Duma approves 10-year ban on civil service for draft dodgers

Duma approves 10-year ban on civil service for draft dodgers

The Russian Lower House has approved in the second reading a bill that introduces a 10-year ban on work in state agencies and municipal organizations for people who evade the military draft without a valid excuse.

According to the current draft, the 10-year period starts from the moment a special commission with a local conscription station issues a statement establishing that a person did not perform obligatory military service and had no legal grounds to avoid it. The document allows the person to make their case before the commission as well as appealing the commission’s decision in court.

The bill would also require a civil servant to be dismissed as soon as it becomes known that the person avoided the military draft.

The bill was drawn up to replace an act that ordered a lifetime ban on state service for draft dodgers, after Russia’s Constitutional Court recognized the act as discriminatory in 2014. The court said in its ruling that even the Criminal Code has certain periods after which convicts are considered equal in rights with other citizens (after the sentence is served and restrictions on taking certain positions or professions expire) and demanded that the law on draft dodgers was altered accordingly.

The initial draft proposed a five-year ban on state service for draft dodgers, but after the first reading in the Lower House, lawmakers decided to increase it to 10 years.
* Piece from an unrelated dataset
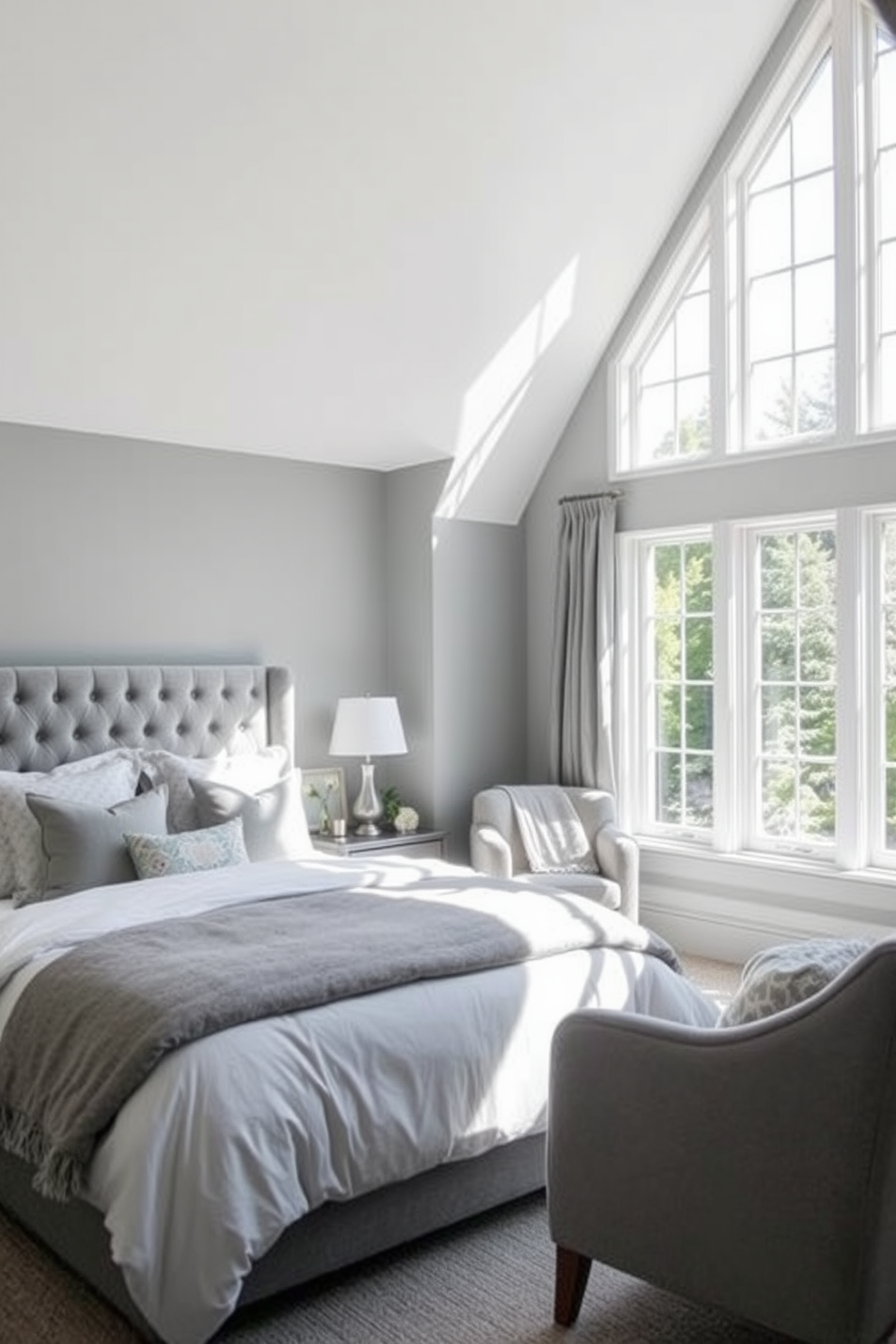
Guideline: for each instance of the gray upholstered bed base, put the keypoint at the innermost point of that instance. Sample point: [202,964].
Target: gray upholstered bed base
[322,1242]
[51,715]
They also rid the bill of an article that additionally punished draft dodgers with a five-year ban on leaving Russia.

The main sponsor of the bill, the deputy head of the State Duma Committee for Defense, Andrey Krasov, told lawmakers that the main purpose of his initiative was to “strengthen the prestige of the military service.”

Conscription in Russia entails one year of mandatory service for all male citizens aged between 18 and 27. Alternatively, they can do a three-year state service stint or receive deferment for health reasons.

Draft dodging was an acute problem in the early and mid- 2000s, but over the past decade the situation has improved, as the term of obligatory military service was cut by half and the number of contract soldiers in the forces was increased significantly. The defense ministry has taken other steps to make military service more attractive to young people, such as setting up special “science companies” that allow gifted soldiers to perform scientific work for the defense sector.

The problem of draft dodging, however, remains. In December 2014, Chief of General Staff General Valery Gerasimov told reporters that the average under-manning in the forces stood at about 10 percent.